Note tecniche e monitoraggio futuro
Il Ministero dell'Istruzione e del Merito continuerà a monitorare l'efficacia della riforma del curriculum orale nelle prossime sessioni. L'obiettivo dichiarato è la riduzione dell'ansia degli studenti e la verifica della coerenza tra il percorso scolastico e le competenze effettivamente acquisite. Al momento, non sono disponibili dati statistici precisi sulla percentuale di commissari che adottano metodi di rilettura specifica degli elaborati, ma la tendenza pedagogica verso una valutazione più empatica e meno algoritmica appare ormai consolidata.
Sintesi delle scadenze e degli atti normativi
- 29 gennaio 2026: Pubblicazione del Decreto Ministeriale n. 13 che definisce le nuove modalità per l'Esame di Stato 2025/2026.
- Giugno 2026: Svolgimento delle prove di Maturità con l'introduzione del nuovo formato di colloquio orale.
- Monitoraggio continuo: Valutazione dell'impatto della riforma del curriculum orale sulle sessioni successive per la revisione delle linee guida ministeriali.
FAQs
Maturità 2026: la rivoluzione del Curriculum e il nuovo volto delle commissioni d'esame
La principale novità è l'abbandono del sorteggio casuale delle domande a favore del "Curriculum dello studente". I candidati non affrontano più un algoritmo imprevedibile, ma devono narrare il proprio percorso formativo e le competenze acquisite, rendendo l'esame un momento di sintesi individuale.
La nuova configurazione prevede una commissione composta da un presidente esterno, due commissari esterni e due interni. Questa struttura mira a garantire una valutazione più equilibrata, basata sul merito e sulla responsabilità individuale degli studenti.
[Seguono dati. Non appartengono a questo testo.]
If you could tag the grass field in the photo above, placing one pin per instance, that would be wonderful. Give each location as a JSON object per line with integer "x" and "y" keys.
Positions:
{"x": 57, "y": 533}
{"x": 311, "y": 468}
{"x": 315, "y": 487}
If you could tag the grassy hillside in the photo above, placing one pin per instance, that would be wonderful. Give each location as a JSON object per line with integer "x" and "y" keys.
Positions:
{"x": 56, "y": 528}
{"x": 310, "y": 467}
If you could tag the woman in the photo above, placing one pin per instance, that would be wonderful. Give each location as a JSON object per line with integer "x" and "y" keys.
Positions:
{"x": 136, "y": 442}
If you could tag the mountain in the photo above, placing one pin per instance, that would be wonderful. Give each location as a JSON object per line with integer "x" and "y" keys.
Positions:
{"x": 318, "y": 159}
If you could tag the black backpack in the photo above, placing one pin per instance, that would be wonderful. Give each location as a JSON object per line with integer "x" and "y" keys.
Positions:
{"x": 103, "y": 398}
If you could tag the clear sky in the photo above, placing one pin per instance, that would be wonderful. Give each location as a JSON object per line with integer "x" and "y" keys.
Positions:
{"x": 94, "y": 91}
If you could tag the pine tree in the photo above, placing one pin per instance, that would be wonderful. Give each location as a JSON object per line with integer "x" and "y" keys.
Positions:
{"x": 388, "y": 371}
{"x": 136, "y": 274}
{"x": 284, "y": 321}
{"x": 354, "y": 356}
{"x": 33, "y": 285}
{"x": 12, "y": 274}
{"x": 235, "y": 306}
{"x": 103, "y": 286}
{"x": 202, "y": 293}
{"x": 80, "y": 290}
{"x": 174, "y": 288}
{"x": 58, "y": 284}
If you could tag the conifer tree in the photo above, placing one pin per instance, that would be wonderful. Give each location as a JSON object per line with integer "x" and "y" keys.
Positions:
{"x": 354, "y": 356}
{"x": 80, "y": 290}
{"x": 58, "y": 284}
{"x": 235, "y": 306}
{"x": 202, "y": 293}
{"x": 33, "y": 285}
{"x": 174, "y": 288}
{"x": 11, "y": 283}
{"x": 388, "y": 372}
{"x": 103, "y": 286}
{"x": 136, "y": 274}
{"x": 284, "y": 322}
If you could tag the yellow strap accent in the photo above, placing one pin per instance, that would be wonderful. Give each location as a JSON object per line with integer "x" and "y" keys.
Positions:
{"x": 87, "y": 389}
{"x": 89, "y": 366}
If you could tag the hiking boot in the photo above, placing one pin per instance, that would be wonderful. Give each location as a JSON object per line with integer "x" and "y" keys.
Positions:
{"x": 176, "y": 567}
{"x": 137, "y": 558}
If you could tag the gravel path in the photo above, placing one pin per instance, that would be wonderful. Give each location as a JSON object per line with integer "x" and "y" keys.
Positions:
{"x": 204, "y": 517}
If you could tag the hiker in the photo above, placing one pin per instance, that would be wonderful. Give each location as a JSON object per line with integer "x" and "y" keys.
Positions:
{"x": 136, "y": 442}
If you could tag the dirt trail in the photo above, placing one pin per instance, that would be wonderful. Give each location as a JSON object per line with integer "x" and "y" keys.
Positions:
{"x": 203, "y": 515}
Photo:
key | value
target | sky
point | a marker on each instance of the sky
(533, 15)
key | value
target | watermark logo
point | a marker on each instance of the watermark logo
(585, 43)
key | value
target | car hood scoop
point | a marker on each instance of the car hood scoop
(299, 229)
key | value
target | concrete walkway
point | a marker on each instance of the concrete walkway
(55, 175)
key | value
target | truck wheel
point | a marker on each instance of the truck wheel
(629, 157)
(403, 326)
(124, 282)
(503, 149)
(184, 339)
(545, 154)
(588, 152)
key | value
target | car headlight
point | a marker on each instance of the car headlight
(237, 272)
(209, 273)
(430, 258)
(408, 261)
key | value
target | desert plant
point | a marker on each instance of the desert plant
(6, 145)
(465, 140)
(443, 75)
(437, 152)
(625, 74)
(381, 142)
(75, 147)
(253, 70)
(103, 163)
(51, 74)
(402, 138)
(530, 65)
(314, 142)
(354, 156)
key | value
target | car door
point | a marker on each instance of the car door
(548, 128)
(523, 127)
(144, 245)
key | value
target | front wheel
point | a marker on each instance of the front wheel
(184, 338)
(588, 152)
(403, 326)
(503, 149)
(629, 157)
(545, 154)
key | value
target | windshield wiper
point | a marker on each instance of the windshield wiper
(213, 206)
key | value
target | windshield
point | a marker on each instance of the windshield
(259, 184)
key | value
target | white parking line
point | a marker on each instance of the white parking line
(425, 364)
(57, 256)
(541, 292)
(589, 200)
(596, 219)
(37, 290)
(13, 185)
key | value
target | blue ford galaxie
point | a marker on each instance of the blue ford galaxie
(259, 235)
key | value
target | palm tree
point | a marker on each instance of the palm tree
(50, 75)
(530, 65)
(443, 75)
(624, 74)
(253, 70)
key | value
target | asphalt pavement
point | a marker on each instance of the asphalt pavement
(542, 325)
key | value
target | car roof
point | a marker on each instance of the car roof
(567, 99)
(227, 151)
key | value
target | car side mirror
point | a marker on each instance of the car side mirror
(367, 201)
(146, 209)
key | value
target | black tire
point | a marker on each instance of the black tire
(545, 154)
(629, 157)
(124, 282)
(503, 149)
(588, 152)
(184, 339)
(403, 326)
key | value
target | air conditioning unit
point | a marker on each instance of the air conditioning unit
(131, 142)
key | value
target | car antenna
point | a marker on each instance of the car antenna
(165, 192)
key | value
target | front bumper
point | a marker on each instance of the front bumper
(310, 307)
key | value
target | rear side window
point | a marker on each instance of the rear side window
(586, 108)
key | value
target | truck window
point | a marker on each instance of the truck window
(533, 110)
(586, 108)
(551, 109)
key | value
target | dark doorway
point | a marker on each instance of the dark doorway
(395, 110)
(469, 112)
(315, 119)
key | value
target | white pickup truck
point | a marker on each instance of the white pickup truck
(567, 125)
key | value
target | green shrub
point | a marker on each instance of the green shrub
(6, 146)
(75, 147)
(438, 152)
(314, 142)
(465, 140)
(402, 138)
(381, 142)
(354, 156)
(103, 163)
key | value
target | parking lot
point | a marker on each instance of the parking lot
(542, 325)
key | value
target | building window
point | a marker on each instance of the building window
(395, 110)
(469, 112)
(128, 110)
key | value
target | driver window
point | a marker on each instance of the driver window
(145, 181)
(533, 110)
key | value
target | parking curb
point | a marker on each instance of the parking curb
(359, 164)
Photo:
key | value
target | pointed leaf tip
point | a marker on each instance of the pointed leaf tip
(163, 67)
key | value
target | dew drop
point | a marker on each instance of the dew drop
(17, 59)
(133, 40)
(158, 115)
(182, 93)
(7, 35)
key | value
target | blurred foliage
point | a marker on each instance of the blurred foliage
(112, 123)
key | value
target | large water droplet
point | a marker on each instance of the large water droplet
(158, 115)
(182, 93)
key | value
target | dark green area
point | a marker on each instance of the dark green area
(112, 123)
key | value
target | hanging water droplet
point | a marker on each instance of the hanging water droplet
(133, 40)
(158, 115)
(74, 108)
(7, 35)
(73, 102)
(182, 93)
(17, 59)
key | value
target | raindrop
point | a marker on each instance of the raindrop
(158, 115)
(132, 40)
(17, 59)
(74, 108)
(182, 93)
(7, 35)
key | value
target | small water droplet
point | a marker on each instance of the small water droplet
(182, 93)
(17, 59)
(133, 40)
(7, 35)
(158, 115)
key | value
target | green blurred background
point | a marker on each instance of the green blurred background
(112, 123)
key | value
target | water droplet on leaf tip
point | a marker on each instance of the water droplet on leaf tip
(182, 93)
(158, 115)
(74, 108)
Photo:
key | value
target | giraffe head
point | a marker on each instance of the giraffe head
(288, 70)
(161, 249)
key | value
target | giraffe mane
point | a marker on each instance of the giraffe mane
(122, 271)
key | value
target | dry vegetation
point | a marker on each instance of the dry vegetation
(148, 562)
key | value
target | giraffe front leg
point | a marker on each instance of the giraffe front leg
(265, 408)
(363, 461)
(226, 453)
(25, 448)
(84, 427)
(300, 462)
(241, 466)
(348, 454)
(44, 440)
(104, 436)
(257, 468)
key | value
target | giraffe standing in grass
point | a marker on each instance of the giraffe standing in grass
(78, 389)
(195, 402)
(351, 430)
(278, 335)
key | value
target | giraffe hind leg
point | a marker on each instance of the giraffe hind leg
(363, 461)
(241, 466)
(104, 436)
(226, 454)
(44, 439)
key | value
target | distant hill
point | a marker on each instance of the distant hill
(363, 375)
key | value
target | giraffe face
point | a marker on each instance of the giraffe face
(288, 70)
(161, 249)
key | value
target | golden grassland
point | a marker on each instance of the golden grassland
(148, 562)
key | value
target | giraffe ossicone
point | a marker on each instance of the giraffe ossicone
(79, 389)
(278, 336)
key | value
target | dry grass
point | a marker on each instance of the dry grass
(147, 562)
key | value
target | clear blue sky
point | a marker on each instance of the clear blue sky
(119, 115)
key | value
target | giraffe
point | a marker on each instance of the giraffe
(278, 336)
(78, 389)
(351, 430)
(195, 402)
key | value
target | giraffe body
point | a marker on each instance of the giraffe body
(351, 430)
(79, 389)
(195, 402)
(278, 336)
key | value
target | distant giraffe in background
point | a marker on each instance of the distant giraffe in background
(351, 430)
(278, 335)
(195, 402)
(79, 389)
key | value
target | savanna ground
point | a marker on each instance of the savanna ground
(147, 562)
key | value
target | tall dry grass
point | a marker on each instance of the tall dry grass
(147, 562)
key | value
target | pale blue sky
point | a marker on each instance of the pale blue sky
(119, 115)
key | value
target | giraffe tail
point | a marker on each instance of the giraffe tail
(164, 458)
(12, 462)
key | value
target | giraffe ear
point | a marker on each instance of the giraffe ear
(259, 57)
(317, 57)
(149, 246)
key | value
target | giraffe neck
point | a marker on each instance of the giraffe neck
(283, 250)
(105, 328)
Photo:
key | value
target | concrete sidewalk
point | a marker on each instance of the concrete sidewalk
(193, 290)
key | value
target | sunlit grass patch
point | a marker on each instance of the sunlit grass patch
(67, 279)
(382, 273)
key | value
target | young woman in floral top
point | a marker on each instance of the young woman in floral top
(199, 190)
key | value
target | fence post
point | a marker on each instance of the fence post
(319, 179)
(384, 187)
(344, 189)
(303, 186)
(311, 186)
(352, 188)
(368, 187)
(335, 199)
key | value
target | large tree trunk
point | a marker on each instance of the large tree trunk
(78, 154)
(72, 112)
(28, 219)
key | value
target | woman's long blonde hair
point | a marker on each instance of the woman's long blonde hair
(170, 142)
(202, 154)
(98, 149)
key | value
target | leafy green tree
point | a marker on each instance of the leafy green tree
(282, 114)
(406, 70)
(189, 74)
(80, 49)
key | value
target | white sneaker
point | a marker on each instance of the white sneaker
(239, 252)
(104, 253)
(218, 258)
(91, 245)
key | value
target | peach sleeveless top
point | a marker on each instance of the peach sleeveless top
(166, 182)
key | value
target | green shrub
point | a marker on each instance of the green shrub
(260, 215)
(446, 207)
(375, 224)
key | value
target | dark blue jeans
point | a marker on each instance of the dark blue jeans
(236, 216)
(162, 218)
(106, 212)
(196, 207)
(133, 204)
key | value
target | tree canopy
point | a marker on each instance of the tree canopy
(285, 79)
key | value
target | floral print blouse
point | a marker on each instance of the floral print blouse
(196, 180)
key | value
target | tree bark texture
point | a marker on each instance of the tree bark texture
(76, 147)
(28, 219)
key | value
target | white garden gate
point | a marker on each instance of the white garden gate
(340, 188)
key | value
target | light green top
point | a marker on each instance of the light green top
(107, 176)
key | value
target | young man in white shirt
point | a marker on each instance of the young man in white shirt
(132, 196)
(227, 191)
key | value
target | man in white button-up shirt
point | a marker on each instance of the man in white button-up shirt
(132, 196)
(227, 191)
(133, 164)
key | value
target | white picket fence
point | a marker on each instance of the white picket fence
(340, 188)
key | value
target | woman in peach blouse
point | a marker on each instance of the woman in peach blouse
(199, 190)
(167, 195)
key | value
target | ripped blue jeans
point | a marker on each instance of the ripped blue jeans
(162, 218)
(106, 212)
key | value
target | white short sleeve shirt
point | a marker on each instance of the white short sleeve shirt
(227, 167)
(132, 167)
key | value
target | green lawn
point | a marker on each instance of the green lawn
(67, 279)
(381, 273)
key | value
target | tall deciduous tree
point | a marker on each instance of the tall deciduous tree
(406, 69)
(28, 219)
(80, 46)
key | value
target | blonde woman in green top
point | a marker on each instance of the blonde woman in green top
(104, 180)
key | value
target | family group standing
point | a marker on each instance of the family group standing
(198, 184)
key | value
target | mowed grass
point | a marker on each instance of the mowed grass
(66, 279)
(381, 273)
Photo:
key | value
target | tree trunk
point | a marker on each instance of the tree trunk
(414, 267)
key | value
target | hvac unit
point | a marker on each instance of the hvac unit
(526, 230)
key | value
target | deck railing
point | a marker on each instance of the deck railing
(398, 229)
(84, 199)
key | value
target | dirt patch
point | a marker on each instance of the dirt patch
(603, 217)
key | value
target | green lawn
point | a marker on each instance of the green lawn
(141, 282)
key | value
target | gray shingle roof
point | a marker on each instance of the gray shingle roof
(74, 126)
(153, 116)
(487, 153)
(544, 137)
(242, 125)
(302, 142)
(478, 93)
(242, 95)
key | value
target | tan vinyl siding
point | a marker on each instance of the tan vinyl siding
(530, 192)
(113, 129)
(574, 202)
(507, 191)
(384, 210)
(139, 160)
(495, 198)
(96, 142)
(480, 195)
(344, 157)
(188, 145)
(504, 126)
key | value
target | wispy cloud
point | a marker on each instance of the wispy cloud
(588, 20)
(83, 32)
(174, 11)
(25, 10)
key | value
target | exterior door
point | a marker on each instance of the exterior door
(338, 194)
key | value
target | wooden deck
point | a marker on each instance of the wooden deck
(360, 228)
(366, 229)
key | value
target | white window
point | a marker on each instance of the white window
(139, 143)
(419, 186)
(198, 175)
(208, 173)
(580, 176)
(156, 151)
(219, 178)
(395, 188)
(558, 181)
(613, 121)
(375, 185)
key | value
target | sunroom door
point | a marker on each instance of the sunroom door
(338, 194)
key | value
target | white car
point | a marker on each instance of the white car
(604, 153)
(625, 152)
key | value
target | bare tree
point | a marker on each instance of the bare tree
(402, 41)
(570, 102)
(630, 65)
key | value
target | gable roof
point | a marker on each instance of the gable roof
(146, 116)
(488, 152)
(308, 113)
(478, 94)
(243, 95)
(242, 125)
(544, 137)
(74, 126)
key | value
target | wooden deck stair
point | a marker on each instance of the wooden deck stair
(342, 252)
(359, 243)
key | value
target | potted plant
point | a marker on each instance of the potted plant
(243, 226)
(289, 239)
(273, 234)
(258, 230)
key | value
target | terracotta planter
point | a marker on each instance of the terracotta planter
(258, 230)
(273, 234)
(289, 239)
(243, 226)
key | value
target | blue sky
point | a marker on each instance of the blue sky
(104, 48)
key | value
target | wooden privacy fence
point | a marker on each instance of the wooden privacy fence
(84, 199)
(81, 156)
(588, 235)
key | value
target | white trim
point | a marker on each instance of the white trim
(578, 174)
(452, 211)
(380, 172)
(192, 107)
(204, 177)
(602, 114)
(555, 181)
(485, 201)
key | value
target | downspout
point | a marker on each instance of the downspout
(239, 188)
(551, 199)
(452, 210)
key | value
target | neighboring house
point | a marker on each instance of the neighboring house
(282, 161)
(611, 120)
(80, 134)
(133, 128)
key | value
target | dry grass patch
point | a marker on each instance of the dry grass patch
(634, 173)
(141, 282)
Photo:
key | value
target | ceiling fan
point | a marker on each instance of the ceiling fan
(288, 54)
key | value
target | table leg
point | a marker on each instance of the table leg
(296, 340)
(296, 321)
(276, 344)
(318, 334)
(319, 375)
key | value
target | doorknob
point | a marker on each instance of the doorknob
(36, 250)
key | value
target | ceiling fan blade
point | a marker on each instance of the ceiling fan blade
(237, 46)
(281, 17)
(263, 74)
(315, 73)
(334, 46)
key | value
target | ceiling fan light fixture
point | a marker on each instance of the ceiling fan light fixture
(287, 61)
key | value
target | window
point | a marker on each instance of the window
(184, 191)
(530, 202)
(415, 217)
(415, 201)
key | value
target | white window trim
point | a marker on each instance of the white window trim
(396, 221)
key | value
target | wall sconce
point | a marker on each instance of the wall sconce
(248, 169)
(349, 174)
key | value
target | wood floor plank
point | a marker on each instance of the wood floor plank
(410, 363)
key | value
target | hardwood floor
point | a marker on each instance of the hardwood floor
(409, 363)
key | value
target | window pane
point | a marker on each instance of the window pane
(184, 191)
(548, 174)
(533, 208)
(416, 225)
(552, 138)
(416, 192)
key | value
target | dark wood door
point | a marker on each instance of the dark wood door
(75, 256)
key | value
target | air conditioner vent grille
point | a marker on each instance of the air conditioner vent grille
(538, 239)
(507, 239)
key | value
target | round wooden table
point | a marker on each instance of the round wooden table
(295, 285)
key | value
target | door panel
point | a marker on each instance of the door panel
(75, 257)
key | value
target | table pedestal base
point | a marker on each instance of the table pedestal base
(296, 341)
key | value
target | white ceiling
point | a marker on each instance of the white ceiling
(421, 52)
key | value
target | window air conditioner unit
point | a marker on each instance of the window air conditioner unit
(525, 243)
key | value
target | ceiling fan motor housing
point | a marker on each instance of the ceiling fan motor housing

Il docente promuove un metodo basato su tre pilastri: responsabilità (rilettura degli elaborati fino a quattro volte), coraggio nel dare il massimo dei voti a chi lo merita e empatia. Questo approccio mira a ridurre l'ansia dei maturandi e a valorizzare le prestazioni reali in un clima di ascolto attivo.
Gli studenti possono beneficiare di una riduzione della "paura della busta" grazie alla possibilità di scegliere i temi da raccontare basandosi sul proprio percorso. Questo permette di valorizzare le competenze specifiche acquisite durante gli anni scolastici invece di dover rispondere a domande casuali non correlate ai propri studi.